|Viptos: A Graphical Development and Simulation Environment for TinyOS-based Wireless Sensor Networks||Viptos (Visual Ptolemy and TinyOS) is an integrated graphical development and simulation environment for TinyOS-based wireless sensor networks. Viptos allows developers to create block and arrow diagrams to construct TinyOS programs from any standard library of nesC/TinyOS components. The tool automatically transforms the diagram into a nesC program that can be compiled and downloaded from within the graphical environment onto any TinyOS-supported target hardware. In particular, Viptos includes the full capabilities of VisualSense, which can model communication channels, networks, and non-TinyOS nodes. Viptos is compatible with nesC 1.2 and includes tools to harvest existing TinyOS components and applications and convert them into a format that can be displayed as block (and arrow) diagrams and simulated.|
|galsC: A Language for Event-Driven Embedded Systems||
galsC (pronounced "GALS-see") is a language and compiler designed for use with the TinyGALS programming model, which uses TinyOS as the underlying component model. TinyGALS is a globally asynchronous, locally synchronous model for programming event-driven embedded systems, especially sensor networks. At the local level, software components communicate with each other synchronously via method calls. Components are composed to form actors. At the global level, actors communicate with each other asynchronously via message passing, which separates the flow of control between actors. A complementary model called TinyGUYS is a guarded yet synchronous model designed to allow thread-safe sharing of global state between actors without explicitly passing messages. The TinyGALS programming model is structured such that code for all inter-actor communication, actor triggering mechanisms, and access to guarded global variables can be automatically generated from a high level specification.
By raising concurrency concerns above the level of TinyOS components, the TinyGALS programming model allows programmers to focus on the main tasks that the application must execute. Programs developed using this task-oriented model are thread safe and easy to debug.
galsC is designed to be compatible with TinyOS 1.x, which uses the nesC programming language. galsC extends the nesC language (which is an extension to the C programming language), which allows for better code generation and static analysis of programs. These features are especially important in severely memory-constrained and safety-critical systems.

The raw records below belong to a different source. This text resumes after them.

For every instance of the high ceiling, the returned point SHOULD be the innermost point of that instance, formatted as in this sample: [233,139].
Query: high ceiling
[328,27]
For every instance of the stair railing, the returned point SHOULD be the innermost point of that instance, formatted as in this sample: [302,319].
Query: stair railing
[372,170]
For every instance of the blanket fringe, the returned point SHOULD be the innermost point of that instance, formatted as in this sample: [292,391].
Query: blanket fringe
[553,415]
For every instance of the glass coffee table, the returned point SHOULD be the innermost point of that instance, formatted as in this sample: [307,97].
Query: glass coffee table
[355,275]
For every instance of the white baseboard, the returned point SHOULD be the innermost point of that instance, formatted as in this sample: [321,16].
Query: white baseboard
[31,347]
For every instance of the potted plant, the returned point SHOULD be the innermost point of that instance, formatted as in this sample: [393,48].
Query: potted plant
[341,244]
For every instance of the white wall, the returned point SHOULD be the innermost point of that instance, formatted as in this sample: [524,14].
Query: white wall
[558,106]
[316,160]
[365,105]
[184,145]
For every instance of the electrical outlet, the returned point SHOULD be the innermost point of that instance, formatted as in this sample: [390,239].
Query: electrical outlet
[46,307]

|Modeling Event-Based Systems in Ptolemy II||TinyOS is an event-based operating environment designed for use with embedded networked sensors. It is designed to support the concurrency-intensive operations required by networked sensors with minimal hardware requirements. In this project, we study the TinyOS architecture and formalize its programming model in a Ptolemy II domain. Specifically, we model the event handler, command handler, and task interaction of TinyOS components in Ptolemy II using the DE, TM, and FSM domains.|
|BabyOnBoard: New Product Design and Development, Manufacturing, Rapid Prototyping, Management of Technology||BabyOnBoard was developed as part of ME221 (High Tech Design and Rapid Prototyping). The project focused on developing a prototype of a consumer product that uses wireless sensor nodes, and presenting at the class tradeshow. The mechanical engineers on my team designed and produced prototypes of the plastic housing for the car seat unit and the key chain fob unit on a fused deposition modeling (FDM) machine. I designed and prototyped the sensor circuitry and node(s) software.|
|EchidnaTM Real-Time Operating System (RTOS)||
The EchidnaTM Real-Time
Operating System (RTOS) supports reconfigurable component-based
software for microcontrollers and digital signal processors (DSPs).
Existing RTOS's for these embedded processors are very costly, and they
only provide minimal system functionality. Few modern innovations in
real-time systems and software engineering that we are implementing are
supported. The Echidna RTOS is designed to reduce development time by
improving tools and maximizing portability of modules across both
applications and target platforms, while maintaining the high-performance
and predictability required in a real-time system.
Echidna is based on the Chimera Real-Time Operating System, which was developed at The Robotics Institute at Carnegie Mellon University. Echidna builds upon Chimera and implements featherweight port-based objects.
|JPP: Java Pre-Processor||The Java Pre-Processor, or JPP for short, is a parsing preprocessor for the Java programming language. Unlike its namesake (the C/C++ Pre-Processor, cpp), JPP provides functionality above and beyond simple textual substitution. JPP's capabilities include code beautification, code standard conformance checking, class and interface specification and testing, and documentation generation.|
|Friction Apparatus: Engineering Education, Computer Controlled-Motor, Graphical User Interface||The Friction Apparatus is a tool designed as part of ENME414 (Computer Aided Design) to help freshmen engineering students learn the basic concepts of friction as part of ENES 102 (Statics). Topics include the coefficients of static friction and kinetic friction as a function of surface conditions, such as surface finishing and material properties. The mechanical engineers on my team designed and manufactured the friction apparatus, and I wrote the software and documentation.|
|Study Guide for the Advanced Placement Calculus AB Examination: Mathematics Education||This study guide is designed to help students prepare for the Advanced Placement Calculus AB Exam. Advanced Placement is a program of college-level courses and examinations that gives high school students the opportunity to receive advanced placement and/or credit in college. The Advanced Placement Calculus AB Exam tests students on introductory differential and integral calculus, covering a full-year college mathematics course.|
|Cooking with Politics, Technology, and Culture: Book History and the Joy of Cooking||This project is an investigation into the book history of the Joy of Cooking. Over the past 70 years in which the Joy of Cooking has been in print, American households have witnessed many changes. The political and economic effects of Prohibition, the Great Depression, World War II, and the advent of the global economy have affected how American cooking and eating habits. Research in food science and the benefits of a well-balanced and healthy diet have also changed how Americans eat. New developments in cooking technology have enabled Americans to cook more efficiently and quickly. Each edition of the Joy of Cooking has reflected the political and economic environment of its time and has included recipes and instructions to use the latest electrical appliances and knowledge of healthful cooking. The Joy has evolved as a result of these changes, but it has also affected American life through its engaging and helpful tips for modern cooking.|